Capsaïcine is vooral bekend doordat het chilipepers een pittige smaak geeft. Dit pittige of hete gevoel ontstaat doordat capsaïcine nociceptoren op de tong stimuleert. Nociceptoren zijn zenuwuiteinden en worden ook wel “pijnreceptoren” genoemd, aangezien ze prikkels waarnemen die een schadelijke invloed kunnen hebben.
Waarom het sterk verschilt hoe mensen reageren op een pittige maaltijd, lijkt met name te maken te hebben met gewenning. De nociceptoren zouden bij regelmatige blootstelling aan capsaïcine na verloop van tijd minder pijnprikkels doorsturen.
Het is mogelijk om de pittigheid van een gerecht uit te drukken in een eenheid, namelijk met de schaal van Scoville. Met HPLC kan de concentratie van capsaïcine en andere zogenaamde capsaïcinoïden bepaald worden.
Zo heeft gewone Tabascosaus een score van 2.500 à 5.000 SHU (Scoville Heat Units). Voor pepperspray, waarvan capsaïcine de werkzame stof is, is dit 2.000.000 SHU. Pure capsaïcine heeft een waarde van 15.000.000 à 16.000.000 SHU en staat daarmee op de derde plek op de scovilleschaal. Nóg pittiger zijn Resiniferatoxin en Tinyatoxin, die voorkomen in twee cactusachtige planten (respectievelijk Euphorbia resinifera en Euphorbia poissonii).
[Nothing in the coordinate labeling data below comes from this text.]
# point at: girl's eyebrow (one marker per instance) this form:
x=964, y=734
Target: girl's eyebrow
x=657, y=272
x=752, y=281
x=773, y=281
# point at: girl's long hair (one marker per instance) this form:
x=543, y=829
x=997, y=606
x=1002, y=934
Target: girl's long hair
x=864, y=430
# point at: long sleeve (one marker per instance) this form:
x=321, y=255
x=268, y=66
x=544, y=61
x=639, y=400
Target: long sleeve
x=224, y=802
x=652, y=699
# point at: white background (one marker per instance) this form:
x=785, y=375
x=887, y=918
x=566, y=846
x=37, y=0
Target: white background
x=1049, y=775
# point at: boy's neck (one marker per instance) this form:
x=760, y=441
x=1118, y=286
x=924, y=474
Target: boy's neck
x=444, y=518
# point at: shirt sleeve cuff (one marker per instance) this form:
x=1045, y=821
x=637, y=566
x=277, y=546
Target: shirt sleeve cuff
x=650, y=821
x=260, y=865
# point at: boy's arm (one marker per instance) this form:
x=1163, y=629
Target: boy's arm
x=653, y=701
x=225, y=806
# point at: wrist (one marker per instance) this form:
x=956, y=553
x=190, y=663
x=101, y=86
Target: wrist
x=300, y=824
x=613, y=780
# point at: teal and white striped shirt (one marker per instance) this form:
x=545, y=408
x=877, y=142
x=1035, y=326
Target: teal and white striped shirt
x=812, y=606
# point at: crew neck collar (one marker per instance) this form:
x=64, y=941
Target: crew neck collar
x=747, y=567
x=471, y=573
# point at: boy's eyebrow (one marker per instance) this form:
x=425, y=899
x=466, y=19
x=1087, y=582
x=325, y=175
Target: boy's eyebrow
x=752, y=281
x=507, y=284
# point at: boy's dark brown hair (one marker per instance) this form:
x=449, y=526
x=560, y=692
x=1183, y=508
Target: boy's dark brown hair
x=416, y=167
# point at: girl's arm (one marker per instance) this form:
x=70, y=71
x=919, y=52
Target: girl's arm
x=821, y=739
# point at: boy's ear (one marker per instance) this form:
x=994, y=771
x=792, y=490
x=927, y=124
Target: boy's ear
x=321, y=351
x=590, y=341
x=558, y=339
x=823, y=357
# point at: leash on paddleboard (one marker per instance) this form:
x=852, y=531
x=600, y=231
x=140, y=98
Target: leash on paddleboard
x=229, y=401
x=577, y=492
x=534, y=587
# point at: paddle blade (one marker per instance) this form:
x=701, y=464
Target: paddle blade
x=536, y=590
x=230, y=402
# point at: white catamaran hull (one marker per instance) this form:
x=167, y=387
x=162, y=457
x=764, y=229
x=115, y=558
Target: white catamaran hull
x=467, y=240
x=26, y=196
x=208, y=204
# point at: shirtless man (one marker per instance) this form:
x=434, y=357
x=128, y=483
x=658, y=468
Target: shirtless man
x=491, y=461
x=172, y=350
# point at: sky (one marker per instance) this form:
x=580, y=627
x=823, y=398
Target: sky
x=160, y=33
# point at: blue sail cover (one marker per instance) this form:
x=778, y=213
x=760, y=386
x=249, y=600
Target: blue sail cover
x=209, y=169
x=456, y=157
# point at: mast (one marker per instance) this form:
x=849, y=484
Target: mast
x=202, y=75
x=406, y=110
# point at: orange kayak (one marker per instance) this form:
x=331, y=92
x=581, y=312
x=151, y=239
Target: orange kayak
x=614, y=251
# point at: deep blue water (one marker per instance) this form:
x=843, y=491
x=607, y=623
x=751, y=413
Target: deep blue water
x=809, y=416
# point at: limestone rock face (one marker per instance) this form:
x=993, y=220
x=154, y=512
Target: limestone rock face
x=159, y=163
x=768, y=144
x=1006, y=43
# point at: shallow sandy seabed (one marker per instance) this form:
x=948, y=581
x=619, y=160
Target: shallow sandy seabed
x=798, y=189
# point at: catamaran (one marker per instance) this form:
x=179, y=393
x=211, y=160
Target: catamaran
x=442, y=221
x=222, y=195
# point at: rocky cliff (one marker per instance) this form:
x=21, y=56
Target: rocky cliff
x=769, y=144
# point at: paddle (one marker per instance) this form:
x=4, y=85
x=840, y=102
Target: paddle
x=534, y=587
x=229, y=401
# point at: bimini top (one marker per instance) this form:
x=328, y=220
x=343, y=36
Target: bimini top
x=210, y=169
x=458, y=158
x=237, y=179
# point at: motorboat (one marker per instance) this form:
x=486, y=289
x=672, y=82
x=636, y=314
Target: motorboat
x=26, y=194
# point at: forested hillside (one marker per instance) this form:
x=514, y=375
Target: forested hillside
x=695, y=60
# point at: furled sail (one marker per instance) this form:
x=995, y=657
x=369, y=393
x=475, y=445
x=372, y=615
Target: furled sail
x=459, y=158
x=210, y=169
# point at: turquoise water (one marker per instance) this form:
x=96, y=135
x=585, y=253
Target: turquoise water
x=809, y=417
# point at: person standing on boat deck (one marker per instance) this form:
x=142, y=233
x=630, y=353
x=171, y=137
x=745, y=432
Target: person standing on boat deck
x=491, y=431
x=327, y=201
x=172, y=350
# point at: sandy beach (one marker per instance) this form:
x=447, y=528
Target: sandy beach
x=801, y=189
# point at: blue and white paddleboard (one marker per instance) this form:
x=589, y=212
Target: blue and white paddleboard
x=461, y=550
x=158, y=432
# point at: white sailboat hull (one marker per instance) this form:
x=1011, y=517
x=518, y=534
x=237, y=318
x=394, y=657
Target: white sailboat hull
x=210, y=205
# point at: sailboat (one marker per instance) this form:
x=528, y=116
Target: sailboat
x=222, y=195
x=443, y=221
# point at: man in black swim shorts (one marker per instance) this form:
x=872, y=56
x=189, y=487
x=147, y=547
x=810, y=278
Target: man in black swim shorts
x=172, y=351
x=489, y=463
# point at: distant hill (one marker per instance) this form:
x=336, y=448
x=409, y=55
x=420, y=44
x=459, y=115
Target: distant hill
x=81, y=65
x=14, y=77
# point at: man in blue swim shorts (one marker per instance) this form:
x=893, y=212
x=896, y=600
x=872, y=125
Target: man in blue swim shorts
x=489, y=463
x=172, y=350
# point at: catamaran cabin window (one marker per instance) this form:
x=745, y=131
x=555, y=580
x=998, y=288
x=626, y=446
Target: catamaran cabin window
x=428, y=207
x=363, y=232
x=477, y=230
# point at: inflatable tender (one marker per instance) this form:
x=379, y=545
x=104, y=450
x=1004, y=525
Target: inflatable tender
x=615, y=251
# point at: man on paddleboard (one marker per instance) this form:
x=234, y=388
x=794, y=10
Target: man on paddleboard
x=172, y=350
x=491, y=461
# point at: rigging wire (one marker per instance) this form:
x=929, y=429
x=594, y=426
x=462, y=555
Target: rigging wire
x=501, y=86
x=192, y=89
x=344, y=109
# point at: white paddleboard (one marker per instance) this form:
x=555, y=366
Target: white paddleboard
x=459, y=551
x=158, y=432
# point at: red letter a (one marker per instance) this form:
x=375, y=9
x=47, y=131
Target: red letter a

Behalve deze (culinaire) toepassingen, biedt het planten die capsaïcine produceren een goede bescherming tegen zoogdieren. Zij zouden namelijk bij opeten van de vrucht de zaden kapotmaken, wat nadelig is voor verspreiding van de plant. Dit in tegenstelling tot vogels, die ongevoelig zijn voor capsaïcine en de zaden niet kapotmaken, en daarmee wel bij kunnen dragen aan voortplanting.